On pensait une très vieille mygale, aussi coupable que cachée dans son terrier,
Juste entrouvert, d’où l’on devinait la noirceur des huit yeux,
Si perfides, avides, et cruels, que les maîtresses de Lucifer en étaient jalouses.

On pensait aussi à des rats, beaucoup de rats, évidemment, et d’autres vermines,
Tels ces cafards, ou quelques phasmes, ou des serpents,
Tous suavement vautrés, et entrelacés dans leur haine.

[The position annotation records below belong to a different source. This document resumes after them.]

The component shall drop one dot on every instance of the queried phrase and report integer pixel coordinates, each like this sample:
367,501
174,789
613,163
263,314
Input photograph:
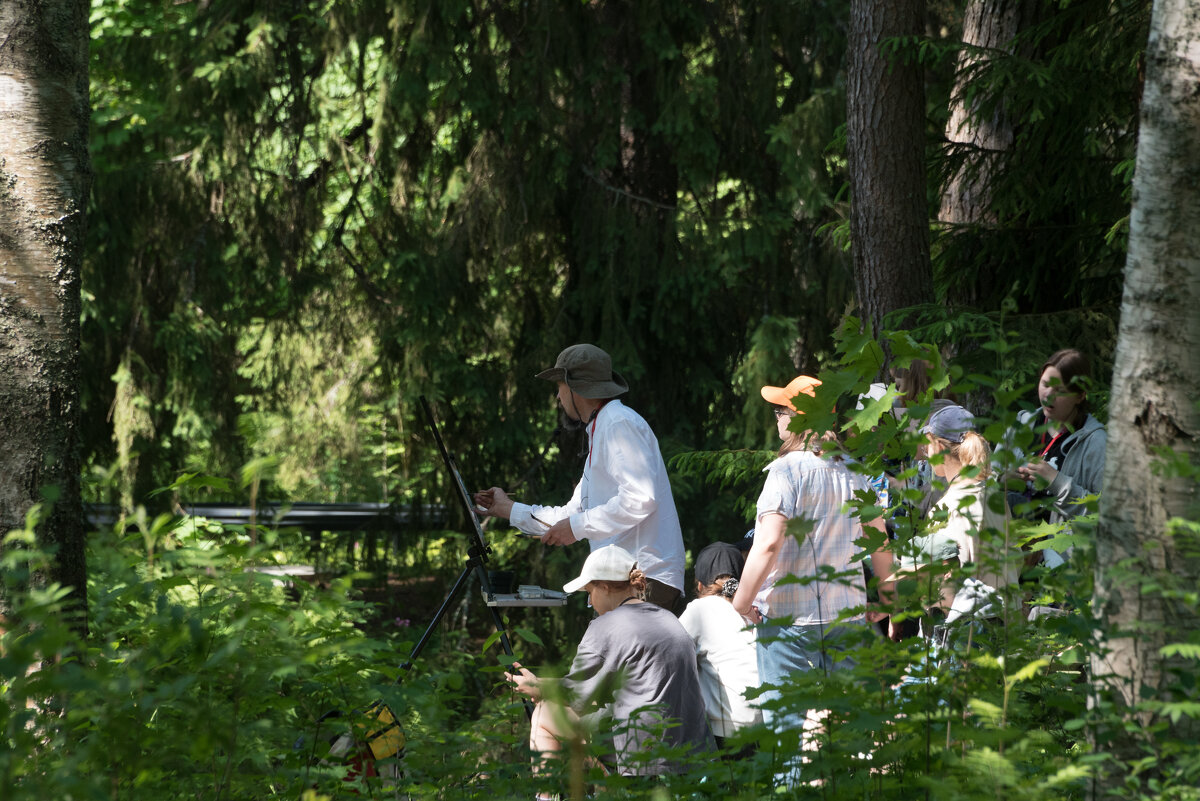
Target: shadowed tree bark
1143,572
984,134
886,148
45,178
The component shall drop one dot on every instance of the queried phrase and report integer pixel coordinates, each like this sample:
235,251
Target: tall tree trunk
45,175
886,144
988,25
1155,389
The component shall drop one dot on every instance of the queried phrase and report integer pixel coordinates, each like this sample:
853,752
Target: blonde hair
972,451
715,588
636,583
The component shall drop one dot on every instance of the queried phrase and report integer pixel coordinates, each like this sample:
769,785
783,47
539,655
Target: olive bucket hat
588,372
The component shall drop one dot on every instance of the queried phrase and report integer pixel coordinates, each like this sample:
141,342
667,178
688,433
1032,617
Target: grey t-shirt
636,664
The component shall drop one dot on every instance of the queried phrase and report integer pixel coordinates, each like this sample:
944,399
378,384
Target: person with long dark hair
1069,443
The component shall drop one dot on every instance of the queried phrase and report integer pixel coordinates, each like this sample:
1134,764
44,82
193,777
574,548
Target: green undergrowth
201,678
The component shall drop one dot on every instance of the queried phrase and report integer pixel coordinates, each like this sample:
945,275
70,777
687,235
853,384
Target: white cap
874,392
607,564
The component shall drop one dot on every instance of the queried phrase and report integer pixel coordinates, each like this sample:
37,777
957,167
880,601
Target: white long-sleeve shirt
623,498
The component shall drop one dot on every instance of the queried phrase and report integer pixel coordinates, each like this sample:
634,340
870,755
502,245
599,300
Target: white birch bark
1156,381
43,191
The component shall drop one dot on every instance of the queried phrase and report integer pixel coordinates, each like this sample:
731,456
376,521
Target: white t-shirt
623,498
725,655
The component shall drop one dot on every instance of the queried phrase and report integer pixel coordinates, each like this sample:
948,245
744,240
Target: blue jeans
784,650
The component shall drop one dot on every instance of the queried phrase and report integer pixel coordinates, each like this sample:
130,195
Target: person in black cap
725,649
624,497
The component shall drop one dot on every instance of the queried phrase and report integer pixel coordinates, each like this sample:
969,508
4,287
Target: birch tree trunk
1155,387
45,176
886,149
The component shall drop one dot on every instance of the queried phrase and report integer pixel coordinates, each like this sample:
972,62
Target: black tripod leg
442,612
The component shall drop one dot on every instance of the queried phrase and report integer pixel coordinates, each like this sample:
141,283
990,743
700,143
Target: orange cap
781,396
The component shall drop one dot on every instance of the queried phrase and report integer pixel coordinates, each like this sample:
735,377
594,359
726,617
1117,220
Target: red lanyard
1047,449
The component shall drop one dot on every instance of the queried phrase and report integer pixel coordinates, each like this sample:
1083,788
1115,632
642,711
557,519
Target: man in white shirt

Et tout ce monde réfléchissait, sur l’insulte, sur le mal,
Sur la souffrance, qu’ils pourraient encore causer et agrandir,
Mais, voyons, toujours cachés, en bien pensants, de surcroît, et sans faiblir.
Le lion, lui, dormait.
Souvent, aucune de ses pensées, ne les surveillaient, mais,
Il ne pouvait supporter, ni la vermine, ni les stridulations distanciées d’une vieille mygale.

Il ne pouvait rien faire, ni de ses crocs, ni de ses griffes,
Tant l’ennemi était petit, en tous sens ; mauvais, et dissimulé,
Et qu’il eût pu être insulté, par ces gens, de devoir en user.

Tout semblait perdu.
Dieu qui l’observait eût pitié de lui, et lui conseilla d’avancer dans cette forêt,
Où se dissimulait toute la populace aux aguets.

En marchant au plus profond de la verdoyante pénombre,
Les rires, les stridulations, et la puanteur, révélaient toujours plus la force du nombre,
De tous ceux qui veillaient aux maux de demain.

Leurs petites dents grinçaient de hargne et d’impatience,
Car, sous la canopée, le jour tardait à se coucher,
Et sous la poussière, la mygale, rageait encore, regagnant son terrier… 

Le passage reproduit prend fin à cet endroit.